Results

Email Spam detection using MACHINE LEARNING

The results were based on a training sample of 800 emails and a testing sample of 200 emails. This means our classifiers learned from the data in the training set of 800 emails. Then, we determined the performance of the classifiers by observing how the 200 emails in the testing set were classified.

Performance Metrics

The following metrics are used to measure a classifier's performance:
• Accuracy: % of predictions that were correct
• Recall: % of spam emails that were predicted correctly
• Precision: % of emails classified as spam that were actually spam
• F-Score: a weighted average of precision and recall

Performance for Different Number of Hash Buckets

As described in the pre-processing section, we can combine features by using hashing. This reduces the dimensionality of our feature matrix, which reduces run time. However, by combining features, the performance of the classifiers could potentially become worse.

However, we discovered that reducing the dimensionality did not have a large effect on most of our classifiers. The One-Nearest Neighbor and Logistic Regression classifiers were unaffected by the number of hash buckets used. The Naive Bayesian classifier performed better with a largest number of hash buckets, while the ID3 Decision Tree performed best with 1024 hash buckets. For future performance analysis, we used 1024 hash buckets.

The number of hash buckets used did not have a large effect on performance for the 1-Nearest Neighbor, ID3 Decision Tree, and Logistic Regression algorithms. However, the precision of the Naive Bayesian classifier increased from 73.5% when using 512 hash buckets to 87.4% when using 2048 hash buckets.

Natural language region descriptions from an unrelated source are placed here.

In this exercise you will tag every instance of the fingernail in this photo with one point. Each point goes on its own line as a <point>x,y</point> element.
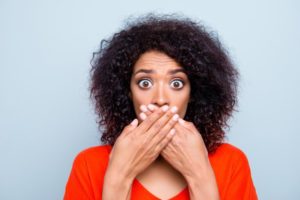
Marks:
<point>181,121</point>
<point>134,122</point>
<point>174,109</point>
<point>143,116</point>
<point>151,107</point>
<point>172,131</point>
<point>175,117</point>
<point>143,108</point>
<point>165,108</point>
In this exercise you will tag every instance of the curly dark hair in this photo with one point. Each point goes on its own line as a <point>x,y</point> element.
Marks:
<point>211,73</point>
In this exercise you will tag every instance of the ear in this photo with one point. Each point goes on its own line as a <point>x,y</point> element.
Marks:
<point>130,95</point>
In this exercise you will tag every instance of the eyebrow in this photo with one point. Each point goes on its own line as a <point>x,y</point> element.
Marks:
<point>151,71</point>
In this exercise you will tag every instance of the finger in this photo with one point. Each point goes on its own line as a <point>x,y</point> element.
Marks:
<point>165,130</point>
<point>150,120</point>
<point>130,127</point>
<point>189,125</point>
<point>145,110</point>
<point>165,141</point>
<point>159,124</point>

k-Nearest Neighbors Performance

The performance of the k-Nearest Neighbors classifier depends on the number of neighbors, k, that we consider in our majority vote. The figure below shows the performance of the k-Nearest Neighbor classifier as the value of k is increased. Interestingly, the One-Nearest Neighbor classifier (k-Nearest Neighbor with k = 1) performed the best.

Performance of Different Classifiers

Using a 1024 hash buckets, we compared the performance of the different classifiers.

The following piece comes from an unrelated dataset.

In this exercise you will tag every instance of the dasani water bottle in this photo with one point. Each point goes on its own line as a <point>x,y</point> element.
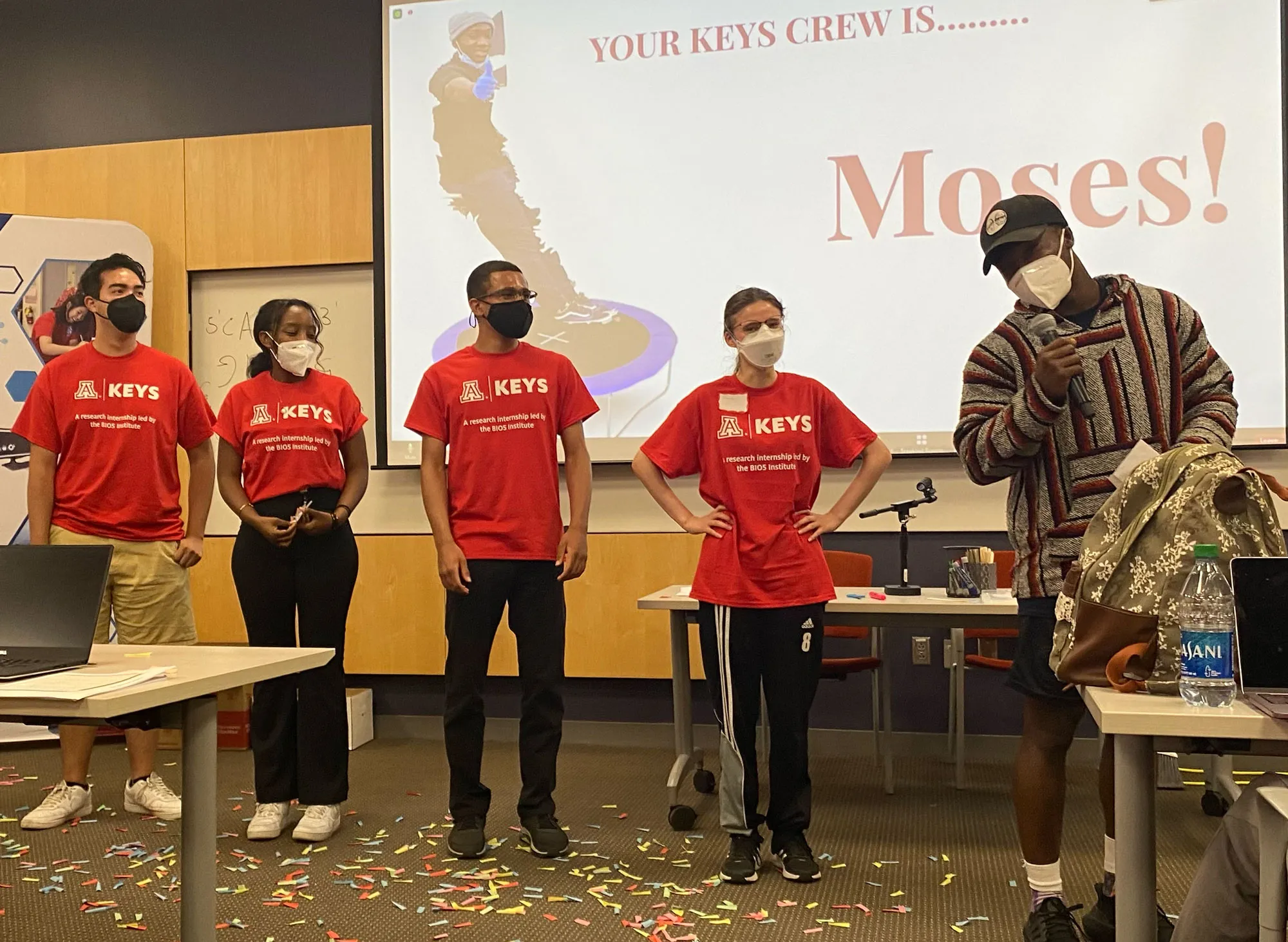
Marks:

The One-Nearest Neighbor algorithm performed the best with the following performance metrics:

Accuracy 99.00%
Precision 98.58%
Recall 100%
F Score 99.29%

The ID3 Decision Tree algorithm also performed well.

Pruned ID3 Decision Tree

Accuracy 98.50%
Precision 97.89%
Recall 100%
F Score 98.93%

ID3 Decision Tree without Pruning

Accuracy 97.00%
Precision 96.50%
Recall 99.28%
F Score 97.87%

Conclusion

We found that the One-Nearest Neighbor algorithm outperformed the other classifiers. This simple algorithm achieved great performance and was easy to implement. However, we believe that the performance of this algorithm could still be improved. We encourage those who wish to further this research to investigate the effects of a weighted majority vote, enhanced feature selection, and different distance measures.

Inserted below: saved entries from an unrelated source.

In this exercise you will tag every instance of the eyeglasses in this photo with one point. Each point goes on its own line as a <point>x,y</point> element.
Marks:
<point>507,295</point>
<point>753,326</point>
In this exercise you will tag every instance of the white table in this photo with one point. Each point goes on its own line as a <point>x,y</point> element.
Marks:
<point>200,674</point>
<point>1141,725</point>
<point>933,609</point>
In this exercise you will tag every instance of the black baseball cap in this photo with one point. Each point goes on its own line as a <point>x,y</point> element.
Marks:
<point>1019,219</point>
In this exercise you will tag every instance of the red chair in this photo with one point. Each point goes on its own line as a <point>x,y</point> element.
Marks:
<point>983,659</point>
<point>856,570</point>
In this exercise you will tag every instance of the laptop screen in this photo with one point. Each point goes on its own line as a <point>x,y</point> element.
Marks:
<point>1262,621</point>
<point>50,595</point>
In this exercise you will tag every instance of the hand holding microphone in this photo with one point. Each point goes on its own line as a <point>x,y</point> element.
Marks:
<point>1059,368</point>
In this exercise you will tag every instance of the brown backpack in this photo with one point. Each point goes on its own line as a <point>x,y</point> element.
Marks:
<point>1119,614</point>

Another key finding was that we discovered that the recall for all of the algorithms was very high, while the precision was lower. This suggests that our algorithms are very liberal in labeling an email as spam. To combat this, perhaps mapping the features to a higher dimension would aid in this problem. Some machine learning algorithms, such as Support Vector Machines, use this approach.

Overall, we believe that a machine learning approach to spam filtering is a viable and effective method to supplement current spam detection techniques.